Drovdal’s answer is a quick, “no.”
“It is going to be a very stressful session right up until the very end,” predicts Drovdal. “Every project you can dream of is being asked to be funded by the Legislature. We are being bombarded by requests to build new schools, college buildings, as well as to fund new state programs and to expand existing programs. Everyone wants a piece of the money.”
And cities, counties and schools in the oil-impacted regions of northwest North Dakota are among those that are hopeful that the North Dakota Legislature will provide them with extra financial help.
“The governor’s budget was very open-minded about the needs of western North Dakota,” states Drovdal. “But it also looked at other pressing state needs, and in the process, the governor’s budget basically spent all the money that was available.”
And that, according to Drovdal, has created a rub within the state’s Legislature.

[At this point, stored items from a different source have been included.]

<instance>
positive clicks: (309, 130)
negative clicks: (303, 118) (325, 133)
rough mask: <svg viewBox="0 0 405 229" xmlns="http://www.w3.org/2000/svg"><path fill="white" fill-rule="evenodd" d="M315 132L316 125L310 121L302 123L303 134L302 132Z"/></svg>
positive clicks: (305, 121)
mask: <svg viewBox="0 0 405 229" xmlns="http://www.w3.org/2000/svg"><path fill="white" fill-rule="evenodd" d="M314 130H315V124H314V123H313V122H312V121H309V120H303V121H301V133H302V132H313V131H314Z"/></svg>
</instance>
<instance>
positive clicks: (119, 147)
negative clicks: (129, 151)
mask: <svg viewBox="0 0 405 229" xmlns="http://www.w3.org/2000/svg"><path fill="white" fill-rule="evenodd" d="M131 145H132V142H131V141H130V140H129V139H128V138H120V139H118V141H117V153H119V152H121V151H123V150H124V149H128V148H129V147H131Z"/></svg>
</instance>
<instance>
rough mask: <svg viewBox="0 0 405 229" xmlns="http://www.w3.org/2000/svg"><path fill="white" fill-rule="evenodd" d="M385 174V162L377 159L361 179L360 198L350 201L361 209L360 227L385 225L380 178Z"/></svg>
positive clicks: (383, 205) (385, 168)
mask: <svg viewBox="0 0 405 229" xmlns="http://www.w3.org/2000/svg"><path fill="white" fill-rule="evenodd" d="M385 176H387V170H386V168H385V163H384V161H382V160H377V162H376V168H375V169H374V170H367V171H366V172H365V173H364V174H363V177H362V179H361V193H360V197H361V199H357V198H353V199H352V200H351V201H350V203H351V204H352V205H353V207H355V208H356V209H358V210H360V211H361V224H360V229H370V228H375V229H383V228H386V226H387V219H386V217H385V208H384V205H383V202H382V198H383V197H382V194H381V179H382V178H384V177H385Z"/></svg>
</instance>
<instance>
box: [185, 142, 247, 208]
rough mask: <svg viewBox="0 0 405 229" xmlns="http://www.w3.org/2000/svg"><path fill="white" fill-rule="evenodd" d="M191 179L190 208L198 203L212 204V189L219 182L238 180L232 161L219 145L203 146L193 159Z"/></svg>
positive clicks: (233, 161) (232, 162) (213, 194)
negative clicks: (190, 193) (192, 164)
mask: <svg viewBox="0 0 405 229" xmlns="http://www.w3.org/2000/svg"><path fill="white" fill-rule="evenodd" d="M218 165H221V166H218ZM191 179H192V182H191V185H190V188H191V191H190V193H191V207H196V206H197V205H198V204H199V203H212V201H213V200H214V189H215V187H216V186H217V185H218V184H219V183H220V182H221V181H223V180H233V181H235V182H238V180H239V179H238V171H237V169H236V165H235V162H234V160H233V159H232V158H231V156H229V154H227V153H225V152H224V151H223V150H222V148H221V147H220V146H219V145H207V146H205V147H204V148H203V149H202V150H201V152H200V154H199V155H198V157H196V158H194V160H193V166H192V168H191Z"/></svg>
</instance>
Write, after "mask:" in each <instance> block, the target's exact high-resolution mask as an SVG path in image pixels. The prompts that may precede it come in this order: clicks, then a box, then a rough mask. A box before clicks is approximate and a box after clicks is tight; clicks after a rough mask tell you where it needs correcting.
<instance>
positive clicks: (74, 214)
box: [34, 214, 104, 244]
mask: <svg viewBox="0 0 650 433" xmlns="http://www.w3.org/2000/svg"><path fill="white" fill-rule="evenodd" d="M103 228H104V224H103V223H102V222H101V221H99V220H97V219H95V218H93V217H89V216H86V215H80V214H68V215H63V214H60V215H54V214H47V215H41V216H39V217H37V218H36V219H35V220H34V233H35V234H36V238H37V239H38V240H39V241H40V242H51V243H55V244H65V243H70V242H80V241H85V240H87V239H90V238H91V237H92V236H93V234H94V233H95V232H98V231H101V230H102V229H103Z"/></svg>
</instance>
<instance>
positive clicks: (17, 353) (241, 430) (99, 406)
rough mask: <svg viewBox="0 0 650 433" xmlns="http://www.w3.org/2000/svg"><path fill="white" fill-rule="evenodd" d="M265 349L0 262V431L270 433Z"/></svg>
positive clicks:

“The rub is that the Legislature wants to have its say in how the money is going to be spent as well,” states Drovdal. “We are scrutinizing the governor’s budget.”
But that said, Drovdal feels confident that the schools, counties and cities of western North Dakota are going to see help in meeting the growing demands that are being placed upon them.
“Locally, the governor’s budget left intact the oil and gas funds which automatically provide for a $70 million increase to counties, cities and schools,” states Drovdal. “In addition, he asked for $92 million to assist small communities in the oil-impacted areas and another $248 million to the North Dakota Dept. of Transportation for road improvements in western North Dakota.”
However, according to Drovdal, there have already been several bills introduced that affect the governor’s budget.
“One bill, HB 1458, is an alternative to the governor’s budget for funding oil impact,” states Drovdal. “The big change with this bill is that it would move control of the money from the Land Department to a committee that is appointed by the Legislative Council. While it incorporates all the money from the governor’s budget, it also adds other funds. The downside to the HB 1458 is that any agency from across the state can apply for the funds.”
Although Drovdal was one of the co-sponsors of HB 1458, he has some big concerns with the legislation.
“The bill was going to be introduced whether I was a co-sponsor or not,” states Drovdal. “I felt that by being a co-sponsor I would be in a better position to make changes to the bill before it gets to the floor.”
Another concern that Drovdal has with HB 1458 is that takes away a school district’s ability to receive any oil impact grants.
“The bill does make the schools hold harmless on the funding they got two years ago, but that is minor,” states Drovdal. “It also includes funding that the school gets for federal flood relief and gives it to the county. In the past, the schools received less than the value of the land that was flooded. But with oil drilling under the lake they would start to make up the difference.”
One of the issues that the Legislature will need to address this session, according to Drovdal, is providing financial assistance to school districts being impacted by growth as a result of the energy development.
Currently, school districts can only access money through the County Infrastructure Fund for bus replacement and bus repairs. And that is something that Drovdal hopes will change.
“HB 1070 would have fixed that issue,” states Drovdal. “But although the bill had unanimous support from the committee, it was killed on the House floor.”
But, according to Drovdal, a companion bill to HB 1070 has been introduced in the Senate. Under the Senate version, impacted school districts would be able to apply to the County Infrastructure Fund for financial assistance other than buses.
“There are always bumps in the road when the Legislature is dealing with bills and money,” states Drovdal. “And the bumps are always scary. But they are just part of the process.”
In the end, Drovdal feels confident that the Legislature will come up with the right funding to deal with the impacts being felt by the cities, counties and schools in western North Dakota’s oil patch.
“The majority of the legislators are sympathetic with what’s happening out here,” states Drovdal. “We just have to get through the process.”